Phil Flanagan

Profile
- Position: Guard

Personal information
- Born: December 15, 1909 Clinton, Massachusetts, U.S.
- Died: October 7, 1987 (aged 77) Northampton, Massachusetts, U.S.
- Listed height: 5 ft 8 in (1.73 m)
- Listed weight: 220 lb (100 kg)

Career information
- High school: Clinton (MA)
- College: Holy Cross
- NFL draft: 1936: 9th round, 81st overall pick

Career history
- New York Giants (1936)*; Boston Shamrocks (1936);
- * Offseason or practice squad member only

Awards and highlights
- Third-team All-American (1935); First-team All-Eastern (1935); Holy Cross Athletics Hall of Fame (1974);

= Phil Flanagan (American football) =

American football player (1909–1987)

Philip Francis Flanagan (December 15, 1909 – October 7, 1987) was an American football guard. He was the 81st and last selection in the 1936 NFL draft, making him the first Mr. Irrelevant.

== Early life ==
Flanagan was born on December 15, 1909, in Clinton, Massachusetts.

He attended high school at Clinton High School before playing college football at Holy Cross.

===College career===
Flanagan spent 1932 to 1935 at Holy Cross, playing from 1933 to 1935.

==== Injury ====
In summer of 1935, Flanagan had an infected tooth that infected a gland. He was hospitalized for six weeks, being told that his football career was over. The Worcester Telegram said that he "returned to college and surprised everyone by reporting for the football team." It also stated that "At the time of his return to college Flanagan was scarcely able to open his mouth and was forced to live on liquids for some time."

====Post-Injury====
He later played well enough to be named the team's starting guard, and was named to the College Football All-America Team following the 1935 season. He also earned a position on the college football all-East team.
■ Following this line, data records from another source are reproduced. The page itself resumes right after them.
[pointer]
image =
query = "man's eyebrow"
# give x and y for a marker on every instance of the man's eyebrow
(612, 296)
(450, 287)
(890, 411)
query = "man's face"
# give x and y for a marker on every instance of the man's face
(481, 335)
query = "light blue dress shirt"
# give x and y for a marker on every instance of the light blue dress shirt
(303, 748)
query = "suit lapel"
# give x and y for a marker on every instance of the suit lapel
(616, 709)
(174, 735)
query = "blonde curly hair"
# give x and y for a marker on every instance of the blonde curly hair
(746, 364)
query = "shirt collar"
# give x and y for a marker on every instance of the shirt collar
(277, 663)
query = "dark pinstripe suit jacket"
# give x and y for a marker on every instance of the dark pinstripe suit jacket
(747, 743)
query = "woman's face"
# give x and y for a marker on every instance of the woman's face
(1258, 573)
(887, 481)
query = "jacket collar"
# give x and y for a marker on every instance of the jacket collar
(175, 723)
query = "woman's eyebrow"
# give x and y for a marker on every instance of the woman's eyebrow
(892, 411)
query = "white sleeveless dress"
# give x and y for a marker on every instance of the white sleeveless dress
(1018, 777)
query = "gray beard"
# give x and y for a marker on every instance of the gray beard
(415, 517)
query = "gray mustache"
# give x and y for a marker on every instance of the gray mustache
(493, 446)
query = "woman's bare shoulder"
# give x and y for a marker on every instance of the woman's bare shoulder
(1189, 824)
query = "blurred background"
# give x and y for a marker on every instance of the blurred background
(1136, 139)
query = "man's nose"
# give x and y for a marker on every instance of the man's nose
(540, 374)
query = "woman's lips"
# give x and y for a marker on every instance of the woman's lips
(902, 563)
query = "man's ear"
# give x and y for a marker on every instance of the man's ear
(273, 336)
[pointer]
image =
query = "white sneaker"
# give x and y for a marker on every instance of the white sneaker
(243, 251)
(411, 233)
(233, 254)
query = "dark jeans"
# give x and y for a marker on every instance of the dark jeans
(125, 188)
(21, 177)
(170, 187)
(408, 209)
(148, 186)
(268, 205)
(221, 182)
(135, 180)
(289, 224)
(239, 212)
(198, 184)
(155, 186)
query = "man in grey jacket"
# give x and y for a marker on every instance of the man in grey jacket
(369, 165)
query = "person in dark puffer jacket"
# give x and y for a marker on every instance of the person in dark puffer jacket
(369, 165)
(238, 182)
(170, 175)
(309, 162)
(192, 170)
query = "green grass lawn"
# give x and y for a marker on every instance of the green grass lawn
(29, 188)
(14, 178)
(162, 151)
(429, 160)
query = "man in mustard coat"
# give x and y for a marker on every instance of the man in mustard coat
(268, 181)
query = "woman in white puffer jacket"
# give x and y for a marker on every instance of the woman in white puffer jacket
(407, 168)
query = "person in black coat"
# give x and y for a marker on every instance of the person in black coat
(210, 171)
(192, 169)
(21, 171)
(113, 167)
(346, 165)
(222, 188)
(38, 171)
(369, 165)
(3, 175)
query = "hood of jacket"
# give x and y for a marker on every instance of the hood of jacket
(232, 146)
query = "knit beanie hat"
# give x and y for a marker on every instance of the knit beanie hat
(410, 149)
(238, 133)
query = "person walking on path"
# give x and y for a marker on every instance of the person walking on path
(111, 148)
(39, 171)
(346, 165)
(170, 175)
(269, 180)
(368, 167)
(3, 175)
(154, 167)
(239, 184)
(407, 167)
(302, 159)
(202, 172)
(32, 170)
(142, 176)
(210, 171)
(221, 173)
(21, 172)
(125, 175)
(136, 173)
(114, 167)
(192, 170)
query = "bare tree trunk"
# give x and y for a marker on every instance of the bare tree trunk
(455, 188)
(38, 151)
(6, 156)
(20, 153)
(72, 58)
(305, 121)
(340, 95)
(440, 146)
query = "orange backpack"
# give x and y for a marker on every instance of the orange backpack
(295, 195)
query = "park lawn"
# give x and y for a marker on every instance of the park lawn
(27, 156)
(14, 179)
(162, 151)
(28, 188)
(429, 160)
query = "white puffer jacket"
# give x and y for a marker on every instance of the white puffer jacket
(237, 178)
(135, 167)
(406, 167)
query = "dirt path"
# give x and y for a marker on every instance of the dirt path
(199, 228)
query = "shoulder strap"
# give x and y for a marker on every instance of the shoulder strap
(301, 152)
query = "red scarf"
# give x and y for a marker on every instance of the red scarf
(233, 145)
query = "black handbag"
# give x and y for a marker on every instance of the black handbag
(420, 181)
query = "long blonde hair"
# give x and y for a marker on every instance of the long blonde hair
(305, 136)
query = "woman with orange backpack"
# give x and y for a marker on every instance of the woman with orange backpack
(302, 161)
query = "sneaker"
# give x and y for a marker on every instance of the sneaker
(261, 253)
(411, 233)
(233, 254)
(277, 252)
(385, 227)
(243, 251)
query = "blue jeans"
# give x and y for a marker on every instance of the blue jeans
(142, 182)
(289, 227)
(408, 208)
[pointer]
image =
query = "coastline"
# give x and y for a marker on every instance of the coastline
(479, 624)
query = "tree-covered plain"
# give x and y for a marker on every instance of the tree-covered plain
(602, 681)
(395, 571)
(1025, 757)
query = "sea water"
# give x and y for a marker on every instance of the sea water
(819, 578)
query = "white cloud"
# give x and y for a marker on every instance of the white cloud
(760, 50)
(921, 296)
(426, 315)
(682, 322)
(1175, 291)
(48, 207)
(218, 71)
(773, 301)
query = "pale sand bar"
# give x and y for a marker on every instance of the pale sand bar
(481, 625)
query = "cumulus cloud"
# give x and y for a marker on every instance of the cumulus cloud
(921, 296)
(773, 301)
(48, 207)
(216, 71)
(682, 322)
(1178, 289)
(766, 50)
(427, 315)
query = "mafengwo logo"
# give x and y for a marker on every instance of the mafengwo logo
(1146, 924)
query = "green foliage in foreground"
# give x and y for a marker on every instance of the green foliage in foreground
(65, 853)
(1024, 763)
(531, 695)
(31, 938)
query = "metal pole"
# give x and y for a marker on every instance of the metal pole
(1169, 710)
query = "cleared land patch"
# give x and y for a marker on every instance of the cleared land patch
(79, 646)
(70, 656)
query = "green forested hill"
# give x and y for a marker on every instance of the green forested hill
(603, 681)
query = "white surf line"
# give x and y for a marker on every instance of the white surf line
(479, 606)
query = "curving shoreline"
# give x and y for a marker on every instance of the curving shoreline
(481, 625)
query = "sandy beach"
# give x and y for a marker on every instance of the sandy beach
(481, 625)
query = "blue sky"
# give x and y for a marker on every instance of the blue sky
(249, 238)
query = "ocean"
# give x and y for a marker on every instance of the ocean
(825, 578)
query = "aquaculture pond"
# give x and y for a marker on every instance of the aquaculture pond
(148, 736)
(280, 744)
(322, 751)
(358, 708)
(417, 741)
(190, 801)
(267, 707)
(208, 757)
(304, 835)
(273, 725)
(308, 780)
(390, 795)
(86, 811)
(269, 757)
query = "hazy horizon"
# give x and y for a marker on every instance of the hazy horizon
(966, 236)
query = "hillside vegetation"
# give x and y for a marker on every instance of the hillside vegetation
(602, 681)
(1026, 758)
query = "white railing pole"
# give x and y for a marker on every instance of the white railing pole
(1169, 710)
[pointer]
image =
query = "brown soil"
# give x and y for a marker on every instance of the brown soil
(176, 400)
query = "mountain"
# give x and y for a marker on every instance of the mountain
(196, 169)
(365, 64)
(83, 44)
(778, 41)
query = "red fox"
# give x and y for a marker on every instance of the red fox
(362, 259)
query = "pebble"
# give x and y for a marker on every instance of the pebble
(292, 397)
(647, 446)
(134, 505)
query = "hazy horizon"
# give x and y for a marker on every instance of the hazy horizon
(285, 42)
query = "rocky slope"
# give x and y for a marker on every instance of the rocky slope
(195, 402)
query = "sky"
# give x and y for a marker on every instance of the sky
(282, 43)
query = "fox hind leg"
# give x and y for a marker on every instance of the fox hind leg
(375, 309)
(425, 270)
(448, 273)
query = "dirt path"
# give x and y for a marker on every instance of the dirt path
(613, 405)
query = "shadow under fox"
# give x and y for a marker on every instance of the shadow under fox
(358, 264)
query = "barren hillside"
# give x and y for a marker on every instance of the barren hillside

He would later then be inducted into the Holy Cross Athletics Hall of Fame in 1974.

==Professional career==
Flanagan was the final selection inaugural 1936 NFL draft by the New York Giants. He was selected in the ninth round with the 81st overall pick. However, instead of playing with the Giants, he decided to join the Boston Shamrocks of the American Football League (AFL). With Boston he appeared in two games. It would be the only games of his career.

| Year | GP | GS |
|---|---|---|
| 1936 | 2 | 0 |

==Death==
Flanagan died on October 7, 1987, in Northampton, Massachusetts, at the age of 77.